Der Zweck heiligt die Mittel gilt nicht immer

In den letzten Wochen und Monaten hörten wir immer wieder von Aktionen der „Letzten Generation“, einer Gruppierung, die durch ihre radikalen, oftmals zerstörerischen Maßnahmen auf den Klimawandel aufmerksam machen will. Gewalt gegen Sachen scheint dabei jedenfalls legitim zu sein. Auch wenn das Ziel, nämlich die Bewahrung der Schöpfung, zentral und wichtig auch aus christlicher Sicht ist, so fragwürdig sind die eingesetzten Mittel. Alles ist eben radikalisiert.

Die Wüste ist der Ort der Wahrheit und Ehrlichkeit

Radikal ist heute auch die Botschaft des Täufers Johannes: „Kehrt um!“ Johannes spricht allerdings von einer gänzlich anderen Radikalität. Er ist nicht nur der Wegbereiter zu Jesus Christus, sondern er ist auch der Schlüssel, der uns die Botschaft Jesu erschließt. Das beginnt schon mit dem Ort seines Auftretens: Wüste. Die Wüste ist ein Ort, der in der Heiligen Schrift immer eine große Rolle spielt. Mose verlässt Ägypten, um dann in der Wüste seine Begegnung mit Gott am brennenden Dornbusch zu machen. Der Exodus führt das Volk Israel 40 Jahre durch die Wüste, bevor die Israeliten in das gelobte Land einziehen können. Jesus Christus selbst ist 40 Tage und 40 Nächte in der Wüste, bevor er dann sein öffentliches Wirken beginnt. Paulus geht nach seiner Bekehrung vor den Toren von Damaskus erst einmal in die Wüste. Die Beispiele zeigen, dass die Wüste der Ort der Wahrheit und der Ehrlichkeit ist. Menschen werden in der Wüste auf das Eigentliche hingeführt.

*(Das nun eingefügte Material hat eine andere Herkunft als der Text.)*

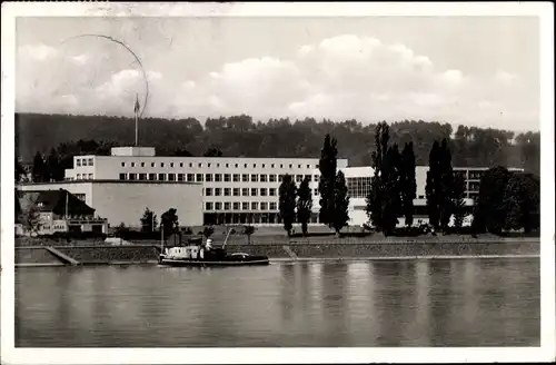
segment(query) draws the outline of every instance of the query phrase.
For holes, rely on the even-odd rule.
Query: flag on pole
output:
[[[136,93],[136,105],[133,107],[133,112],[138,114],[139,112],[139,108],[140,108],[140,106],[139,106],[139,96]]]

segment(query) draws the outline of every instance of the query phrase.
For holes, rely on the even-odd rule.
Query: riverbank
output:
[[[265,255],[270,260],[370,260],[470,257],[538,257],[538,238],[498,241],[381,241],[381,243],[290,243],[235,244],[230,253]],[[16,247],[17,267],[63,265],[139,265],[156,264],[160,246],[30,246]]]

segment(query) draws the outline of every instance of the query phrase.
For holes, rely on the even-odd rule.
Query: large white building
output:
[[[350,196],[349,225],[365,224],[366,197],[374,175],[371,167],[348,167],[347,159],[337,160]],[[454,168],[466,180],[466,205],[478,195],[480,176],[488,168]],[[426,220],[426,175],[428,167],[416,168],[417,194],[414,201],[416,221]],[[108,218],[138,225],[145,207],[161,211],[178,209],[183,226],[279,224],[278,189],[284,175],[299,185],[309,178],[312,190],[312,217],[318,223],[319,168],[317,158],[245,158],[245,157],[163,157],[155,148],[118,147],[111,156],[76,156],[66,180],[43,186],[64,188],[82,196],[85,201]],[[400,219],[403,224],[403,219]]]

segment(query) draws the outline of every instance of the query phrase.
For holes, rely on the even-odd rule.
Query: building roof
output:
[[[88,216],[95,214],[95,209],[81,199],[64,189],[59,190],[18,190],[18,200],[24,201],[22,206],[34,204],[39,211],[52,211],[57,215]],[[68,211],[66,211],[66,209]]]

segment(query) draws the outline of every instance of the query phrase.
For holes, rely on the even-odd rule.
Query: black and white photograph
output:
[[[2,363],[556,357],[552,3],[3,3],[1,103]]]

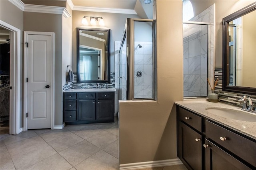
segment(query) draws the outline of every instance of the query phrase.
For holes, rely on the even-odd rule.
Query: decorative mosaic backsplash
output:
[[[219,101],[232,105],[240,106],[242,108],[243,105],[243,102],[239,101],[238,100],[246,94],[222,91],[222,67],[215,68],[214,77],[215,80],[218,78],[219,79],[214,91],[215,93],[218,93]],[[256,96],[248,94],[246,94],[246,95],[252,99],[254,104],[256,104]],[[255,106],[254,107],[255,108]]]
[[[62,90],[64,91],[70,89],[81,89],[82,88],[86,89],[91,89],[96,88],[97,83],[76,83],[76,73],[74,73],[74,81],[70,84],[66,84],[63,85]],[[105,88],[105,83],[99,83],[101,85],[102,88]],[[108,83],[108,88],[115,87],[115,72],[110,73],[110,82]]]

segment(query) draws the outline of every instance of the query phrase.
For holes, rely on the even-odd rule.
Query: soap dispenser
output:
[[[106,89],[108,89],[108,82],[106,82]]]

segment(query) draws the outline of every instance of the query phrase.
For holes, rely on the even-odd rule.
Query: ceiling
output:
[[[71,0],[74,6],[134,10],[137,0]]]
[[[153,2],[144,0],[67,0],[72,2],[74,10],[138,15],[141,18],[152,19]]]

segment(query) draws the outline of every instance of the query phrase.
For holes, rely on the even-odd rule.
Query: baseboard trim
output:
[[[62,125],[54,125],[54,129],[62,129],[66,126],[65,122],[63,123]]]
[[[165,160],[120,164],[119,170],[135,170],[182,164],[178,158]]]

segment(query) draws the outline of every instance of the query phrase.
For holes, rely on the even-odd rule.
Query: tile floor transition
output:
[[[61,130],[29,130],[13,135],[1,129],[0,169],[118,170],[116,122],[69,125]],[[144,169],[186,169],[183,165]]]

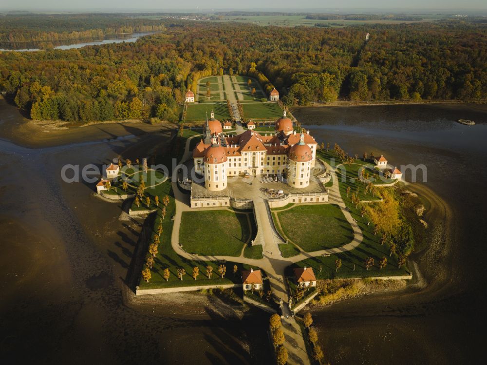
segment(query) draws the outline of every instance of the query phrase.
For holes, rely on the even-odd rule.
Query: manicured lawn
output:
[[[291,242],[281,244],[279,246],[279,250],[283,257],[292,257],[299,254],[300,252],[300,249]]]
[[[226,102],[222,102],[189,104],[187,106],[186,120],[188,122],[205,121],[206,120],[206,112],[208,112],[208,117],[209,118],[212,108],[215,112],[215,117],[219,120],[222,121],[230,119]]]
[[[337,156],[333,152],[324,151],[318,153],[320,156],[327,161],[329,163],[333,161],[331,158],[337,159]],[[335,165],[341,163],[338,161]],[[333,166],[333,165],[332,166]],[[346,168],[348,166],[346,165]],[[347,178],[354,176],[353,169],[349,172],[346,171]],[[356,173],[355,176],[356,177]],[[350,213],[353,218],[357,221],[360,230],[363,234],[364,239],[362,242],[356,249],[340,253],[331,255],[328,257],[319,256],[300,261],[290,267],[307,267],[313,268],[315,275],[318,279],[344,279],[362,277],[375,277],[383,276],[401,276],[409,274],[407,269],[403,266],[400,268],[397,267],[397,255],[395,254],[389,256],[389,246],[387,244],[381,245],[379,243],[380,235],[374,235],[374,224],[370,223],[367,225],[368,221],[366,218],[362,218],[360,213],[360,207],[356,208],[355,204],[351,201],[351,193],[350,196],[347,196],[346,187],[351,186],[352,191],[356,191],[356,188],[359,188],[359,197],[362,200],[372,200],[377,199],[369,193],[367,195],[363,194],[363,185],[361,182],[351,183],[347,178],[346,182],[342,182],[341,179],[341,174],[338,174],[338,183],[339,184],[340,192],[345,205],[350,210]],[[390,188],[381,188],[380,189],[392,189]],[[364,260],[367,257],[372,257],[374,259],[374,266],[366,270],[364,264]],[[387,258],[387,265],[379,269],[377,266],[379,260],[382,257]],[[336,271],[335,260],[340,259],[342,261],[342,266],[338,271]],[[320,269],[321,269],[321,270]]]
[[[171,216],[174,214],[175,204],[174,194],[171,189],[170,180],[168,179],[162,184],[160,192],[161,195],[168,195],[169,197],[169,203],[166,208],[166,215],[162,219],[161,211],[159,210],[149,219],[153,221],[150,229],[146,237],[145,252],[150,243],[152,236],[157,231],[159,223],[162,222],[163,231],[161,235],[160,242],[159,244],[158,252],[155,258],[155,264],[151,269],[152,277],[149,283],[140,279],[139,286],[141,289],[155,289],[160,288],[173,288],[175,287],[192,286],[194,285],[220,285],[230,284],[242,284],[240,272],[242,270],[249,270],[250,267],[235,262],[226,261],[200,261],[187,260],[178,255],[172,249],[171,245],[171,234],[172,232],[173,221]],[[222,279],[218,275],[218,268],[220,264],[225,265],[226,267],[226,273]],[[239,274],[234,275],[232,273],[234,265],[238,267]],[[213,275],[211,279],[206,275],[206,267],[208,265],[213,268]],[[197,280],[194,280],[191,276],[193,268],[195,267],[199,269],[200,274]],[[177,277],[177,269],[184,268],[186,270],[186,275],[181,281]],[[169,269],[170,276],[168,281],[163,278],[163,270]],[[255,269],[255,268],[254,268]]]
[[[185,211],[179,242],[191,253],[240,256],[250,232],[245,213],[227,210]]]
[[[282,116],[282,110],[276,103],[243,103],[245,120],[277,119]]]
[[[248,246],[244,250],[244,257],[248,259],[258,260],[263,257],[262,255],[262,245],[256,245],[254,246]]]
[[[354,238],[352,227],[337,205],[298,205],[273,214],[285,238],[306,252],[339,247]]]
[[[254,130],[255,132],[274,132],[276,130],[276,127],[274,126],[263,126],[255,128]]]
[[[200,78],[198,80],[198,83],[200,85],[204,85],[206,83],[207,81],[209,81],[210,83],[218,83],[218,76],[209,76],[206,77],[203,77],[203,78]]]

Der Mensch begegnet dort dem Grundlegenden, dem Zentrum seiner selbst. Eine Täuschung, insbesondere eine Selbsttäuschung, ist in der Wüste kaum möglich.

Lasst uns nicht ablenken lassen von den wesentlichen Dingen

In unserem Leben ist das mitunter anders, da wir uns selbst etwas vormachen. Mit allerlei Ablenkungen ist es möglich, eben nicht das Eigentliche im Leben zu entdecken, sondern geschickt zu kaschieren und zu vertuschen, was wir nicht sehen wollen. Der katholische Philosoph Blaise Pascal sagt dazu, dass die meisten von uns ihre meiste Zeit damit verbringen, Ablenkung zu suchen. Das scheint nach wie vor noch zutreffend zu sein. Häufig verdecken wir die wesentlichen Fragen unseres Lebens – nach dem Sinn des Lebens, nach dem Sterben, nach Gott … – mit allerlei Ablenkungen. Der Beruf ist wichtiger. Soziale Kontakte werden in den Terminkalender gequetscht. Freizeitaktivitäten wie Fernsehen, Internet oder die Verlockungen des Smartphones gehören platzgreifend zum Alltag dazu. Zeit für Wüstenerfahrungen bleibt selten. Damit bietet Johannes schon durch den Ort seines Auftretens ein Programm für die Adventszeit: Wie kann ich mich auf das Eigentliche meiner Selbst besinnen? Wie finde ich die Wüste, um diesem Eigentlichen auf die Spur zu kommen?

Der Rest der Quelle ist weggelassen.